No mention of who will be appearing at the news conference because there is no need to trail who will be showing up. Furthermore to do so would suggest the interview is something more than the Masters. The Tournament would never want to admit to that.
But Tiger Woods' first sustained public questioning since his scandal ridden fall from grace is the reason why the Augusta National has needed to take the unprecedented step of making his news conference an all-ticket affair.
Woods made a surprise appearance at Augusta on Sunday - photo: AP
Inside the grounds of the Augusta National it feels no different than previous years. That is apart from when the ripple of whispers went round as word reached us that Woods had joined his pal Mark O'Meara on the tenth tee early on Sunday afternoon.
The reason it feels the same is because it is the usual suspects who occupy the seats in the auditorium that serves as Augusta's media centre. When news broke of Woods return here no extra provision was made to accommodate the extra interest he would generate.
No news organisations could accredit extra staff or change personnel, regardless of the fact that the event would attract interest beyond its usual constituency.
So the satellite trucks of the TV stations who don't regularly attend are parked on the other side of the road, while the tabloid websites so infatuated with the Woods story over the last four months are left to scalp for tickets to gain access to the course.
Rumours abound that these celebrity scandal sites are trying to provide a route into the Augusta National for one or more of Woods's extra marital liaisons. Guards are on alert to make sure this remains about the Masters and not the mistresses.
Woods, meanwhile, can expect some pretty hostile questioning during his news conference. Before his world fell apart his dealings with the golfing press had been deteriorating as he provided the blandest of fare with his often dismissive answers.
The week before he won the Australian Masters in November last year he played the WGC Champions event in Shanghai. In one of his early rounds he picked up a birdie after fluffing a sand wedge to the green and then chipping in from a very improbable lie.
One of the game's most experienced writers, Lewine Mair, who is well known to Woods, politely asked him to describe what happened on that hole. "Drive and then sand wedge and then chipped in," came the monosyllabic reply.
That's how bad it was getting; little did we know what was going to unfold within three weeks. Maybe the pressure of Woods's double life was manifesting itself in his testy relationship with the media.
Reporters won't be seeking some kind of revenge when they quiz him here. They will be seeking an insight into the the man who is currently sport's most famous and infamous figure.
Expect relatively few questions about his private life - none of our business anyway - and we're more than aware that enlightening answers will not be forthcoming.
But there will be rigorous quizzing on his relationship with the controversial Canadian doctor Anthony Galea and on the allegations of some kind of dependence on pain killers.
Woods will be expected to provide answers on these subjects because they go to the heart of modern day sport and because he was such a vocal supporter of drug testing being introduced in golf.
The world number one has vowed to "be more respectful of the game" and it will be interesting to note his tone in the interview room.

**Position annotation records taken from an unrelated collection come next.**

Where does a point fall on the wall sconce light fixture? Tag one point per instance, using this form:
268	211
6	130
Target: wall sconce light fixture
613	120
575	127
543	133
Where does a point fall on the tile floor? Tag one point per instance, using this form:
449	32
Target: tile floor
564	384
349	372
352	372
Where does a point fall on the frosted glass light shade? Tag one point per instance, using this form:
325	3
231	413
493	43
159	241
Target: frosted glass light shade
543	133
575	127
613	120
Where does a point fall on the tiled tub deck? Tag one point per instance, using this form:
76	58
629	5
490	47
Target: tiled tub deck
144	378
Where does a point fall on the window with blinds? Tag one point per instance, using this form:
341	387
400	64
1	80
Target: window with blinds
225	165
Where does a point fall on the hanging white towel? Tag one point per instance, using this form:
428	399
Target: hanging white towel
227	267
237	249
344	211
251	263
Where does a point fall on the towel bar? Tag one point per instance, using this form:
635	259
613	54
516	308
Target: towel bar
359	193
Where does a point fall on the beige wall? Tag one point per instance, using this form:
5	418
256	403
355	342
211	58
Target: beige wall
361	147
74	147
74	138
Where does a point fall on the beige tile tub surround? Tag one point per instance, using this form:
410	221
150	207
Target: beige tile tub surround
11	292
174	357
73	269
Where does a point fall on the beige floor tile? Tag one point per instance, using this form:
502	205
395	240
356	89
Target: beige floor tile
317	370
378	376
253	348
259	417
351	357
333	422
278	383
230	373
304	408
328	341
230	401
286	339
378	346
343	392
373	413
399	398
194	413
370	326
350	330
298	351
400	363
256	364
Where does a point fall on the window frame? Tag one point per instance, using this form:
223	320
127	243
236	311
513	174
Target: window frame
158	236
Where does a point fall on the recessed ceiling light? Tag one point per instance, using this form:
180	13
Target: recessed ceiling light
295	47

I won't be in there having turned down the offer of a ticket. The reason is purely logistical as I'll be in my usual seat at the back of the media centre introducing the news conference as it is aired live on 5Live at 1900 BST.
Thankfully it has been scheduled for the start of the week. It provides a focal point that generates huge interest in the game but by Thursday the golf will be doing the talking and that ticker will be scrolling scores to capture the public's imagination.
The cameras will still be on Woods at that stage, but who knows who will be the object of their focus come Sunday? Ultimately that is still the biggest question of the week - just like it always is.